DDIT4/REDD1/RTP801 is a novel negative regulator of Schwann cell myelination.

机构信息

Dulbecco Telethon Institute at Institute of Experimental Neurology (INSPE), San Raffaele Scientific Institute, 20132 Milan, Italy, UniSR, Vita Salute San Raffaele University, 20132 Milan, Italy, Institute of Experimental Neurology (INSPE), San Raffaele Scientific Institute, 20132 Milan, Italy, Hunter James Kelly Research Institute, University at Buffalo, State University of New York, Buffalo, New York 14203, Quark Pharmaceuticals, 70400 Ness Ziona, Israel, and The Johns Hopkins University School of Medicine, Baltimore, Maryland 21205.

出版信息

J Neurosci. 2013 Sep 18;33(38):15295-305. doi: 10.1523/JNEUROSCI.2408-13.2013.

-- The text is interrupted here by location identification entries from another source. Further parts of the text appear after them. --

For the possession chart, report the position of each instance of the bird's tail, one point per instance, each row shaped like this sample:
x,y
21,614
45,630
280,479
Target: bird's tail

DOI:10.1523/JNEUROSCI.2408-13.2013
PMID:24048858
原文链接:https://pmc.ncbi.nlm.nih.gov/articles/PMC3988321/
Abstract

Signals that promote myelination must be tightly modulated to adjust myelin thickness to the axonal diameter. In the peripheral nervous system, axonal neuregulin 1 type III promotes myelination by activating erbB2/B3 receptors and the PI3K/AKT/mTOR pathway in Schwann cells. Conversely, PTEN (phosphatase and tensin homolog on chromosome 10) dephosphorylates PtdIns(3,4,5)P3 and negatively regulates the AKT pathway and myelination. Recently, the DLG1/SAP97 scaffolding protein was described to interact with PTEN to enhance PIP3 dephosphorylation. Here we now report that nerves from mice with conditional inactivation of Dlg1 in Schwann cells display only a transient increase in myelin thickness during development, suggesting that DLG1 is a transient negative regulator of myelination. Instead, we identified DDIT4/RTP801/REDD1 as a sustained negative modulator of myelination. We show that DDIT4 is expressed in Schwann cells and its maximum expression level precedes the peak of AKT activation and of DLG1 activity in peripheral nerves. Moreover, loss of DDIT4 expression both in vitro and in vivo in Ddit4-null mice provokes sustained hypermyelination and enhanced mTORC1 activation, thus suggesting that this molecule is a novel negative regulator of PNS myelination.

摘要

促进髓鞘形成的信号必须被严格调节,以将髓鞘厚度调整到轴突直径。在外周神经系统中,轴突神经调节素 1 型 III 通过激活施万细胞中的 erbB2/B3 受体和 PI3K/AKT/mTOR 途径来促进髓鞘形成。相反,PTEN(染色体 10 上的磷酸酶和张力蛋白同源物)去磷酸化 PtdIns(3,4,5)P3,负调控 AKT 途径和髓鞘形成。最近,描述了 DLG1/SAP97 支架蛋白与 PTEN 相互作用,以增强 PIP3 的去磷酸化。在这里,我们现在报告说,施万细胞中条件性缺失 Dlg1 的小鼠的神经在发育过程中仅表现出髓鞘厚度的短暂增加,这表明 DLG1 是髓鞘形成的瞬时负调节剂。相反,我们确定 DDIT4/RTP801/REDD1 是髓鞘形成的持续负调节剂。我们表明 DDIT4 在施万细胞中表达,其最大表达水平先于外周神经中 AKT 激活和 DLG1 活性的峰值。此外,在体外和体内缺失 DDIT4 表达在 Ddit4 缺陷小鼠中引发持续的过度髓鞘形成和增强的 mTORC1 激活,这表明该分子是 PNS 髓鞘形成的新型负调节剂。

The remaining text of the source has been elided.